En vacances, Abi est victime d’un terrible accident de la route qui lui laisse un bras en charpie. Amputée, la jeune fille doit composer avec ce handicap et laisse son ancienne vie, insupportable, derrière elle pour se murer dans son chagrin et la détestation de son nouvel état…

★★★★☆

Il y a deux ans, Marie Pavlenko nous faisait nous gondoler avec Déborah et sa loose légendaire. Cette année, autant vous dire qu’on se marre moyen moyen avec ce nouveau roman qui commence durement, et sanglantement. Imagine, t’as 20 ans et toutes tes dents, tu rêves de devenir véto… Bon, t’as quand même été larguée par ton copain deux semaines plus tôt, ça va peut-être pas fort. Et là, bim, tu te retrouves avec le bras amputé jusqu’à l’épaule. Tu passes des mois à l’hosto, tes parents en profitent pour déménager et quand tu reviens, tu peux gentiment te terrer dans ta chambre, te gaver d’antidouleurs et attendre que le temps passe à te morfondre sur ton état et sans voir personne. Car tu es devenue moche, inutile, un vrai poids pour ta famille. D’ailleurs ta sœur en a marre et te le fait sentir, ton père fait le mariole pour essayer de te faire rire, ta mère plaque tout pour s’occuper exclusivement de toi, et ta tante folle-dingue essaye tant bien que mal de te remonter le moral.
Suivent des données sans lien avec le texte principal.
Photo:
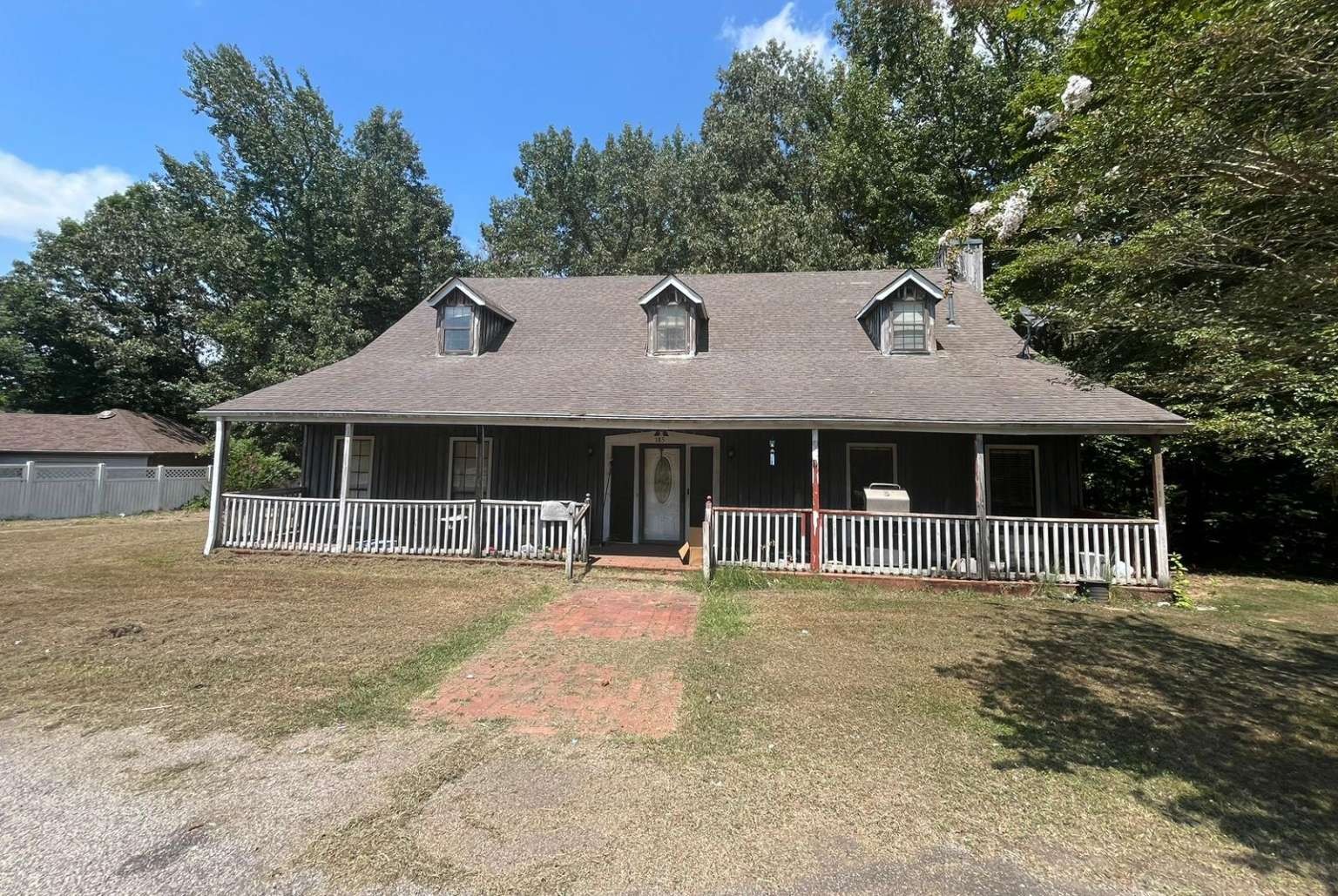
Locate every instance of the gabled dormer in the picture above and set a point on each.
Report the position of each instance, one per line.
(899, 319)
(467, 322)
(676, 317)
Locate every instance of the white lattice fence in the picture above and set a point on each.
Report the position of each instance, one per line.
(57, 491)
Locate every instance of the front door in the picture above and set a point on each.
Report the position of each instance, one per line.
(661, 494)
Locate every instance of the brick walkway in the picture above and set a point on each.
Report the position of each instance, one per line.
(551, 673)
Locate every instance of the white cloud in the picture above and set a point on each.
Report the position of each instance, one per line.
(32, 197)
(783, 30)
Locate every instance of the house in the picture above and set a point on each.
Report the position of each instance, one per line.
(115, 437)
(743, 414)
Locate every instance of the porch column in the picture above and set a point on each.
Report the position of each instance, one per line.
(476, 527)
(983, 524)
(1159, 496)
(341, 539)
(216, 483)
(815, 547)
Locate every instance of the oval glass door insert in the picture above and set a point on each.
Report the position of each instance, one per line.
(664, 479)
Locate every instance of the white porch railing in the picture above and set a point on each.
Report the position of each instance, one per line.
(427, 527)
(1123, 551)
(764, 538)
(409, 527)
(1068, 549)
(516, 529)
(920, 544)
(261, 522)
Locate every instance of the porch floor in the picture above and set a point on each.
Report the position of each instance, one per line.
(643, 556)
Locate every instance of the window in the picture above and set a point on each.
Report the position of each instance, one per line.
(466, 469)
(1013, 472)
(908, 325)
(359, 467)
(865, 466)
(672, 329)
(456, 329)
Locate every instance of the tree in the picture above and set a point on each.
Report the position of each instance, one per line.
(1180, 230)
(287, 249)
(106, 313)
(582, 210)
(925, 110)
(316, 244)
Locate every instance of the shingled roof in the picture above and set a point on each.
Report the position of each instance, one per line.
(109, 432)
(784, 349)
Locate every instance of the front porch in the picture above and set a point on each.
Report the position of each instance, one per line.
(983, 507)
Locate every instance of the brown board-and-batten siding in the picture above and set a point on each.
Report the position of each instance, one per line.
(414, 461)
(537, 463)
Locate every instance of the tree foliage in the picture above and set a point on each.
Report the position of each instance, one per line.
(1182, 233)
(287, 247)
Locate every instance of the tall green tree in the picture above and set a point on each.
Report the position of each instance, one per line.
(925, 110)
(285, 247)
(584, 210)
(107, 313)
(317, 242)
(1180, 229)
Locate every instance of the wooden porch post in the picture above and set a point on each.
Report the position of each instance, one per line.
(216, 483)
(983, 524)
(815, 561)
(476, 529)
(706, 542)
(341, 541)
(1159, 495)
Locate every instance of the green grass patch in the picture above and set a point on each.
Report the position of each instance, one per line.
(386, 696)
(739, 578)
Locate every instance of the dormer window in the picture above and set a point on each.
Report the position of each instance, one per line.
(671, 325)
(467, 322)
(456, 329)
(899, 320)
(909, 324)
(677, 319)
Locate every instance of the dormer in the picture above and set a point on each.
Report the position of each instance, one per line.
(467, 322)
(676, 317)
(899, 319)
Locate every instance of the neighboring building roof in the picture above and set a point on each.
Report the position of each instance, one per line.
(784, 351)
(109, 432)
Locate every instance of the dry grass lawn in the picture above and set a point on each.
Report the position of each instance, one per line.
(831, 738)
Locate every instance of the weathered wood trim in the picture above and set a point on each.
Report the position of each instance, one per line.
(341, 542)
(1159, 495)
(605, 421)
(983, 526)
(815, 559)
Ouais, bon, dis comme ça, ça a l’air horrible comme vie. Et sans doute que ça l’est ! Essayez donc de faire des choses avec un seul bras quand vous en avez toujours eu deux ! Et puis, petit à petit, Abi sort de sa coquille… Ça commence par une petite sortie chez le coiffeur, et puis au parc…et puis avec quelqu’un, quelqu’un d’autre qu’un membre de sa famille… Ce quelqu’un, c’est Aurèle, un passionné de zoziaux qui parviendra peut-être à inciter Abi à déployer ces ailes… (C’est beau, hein ?)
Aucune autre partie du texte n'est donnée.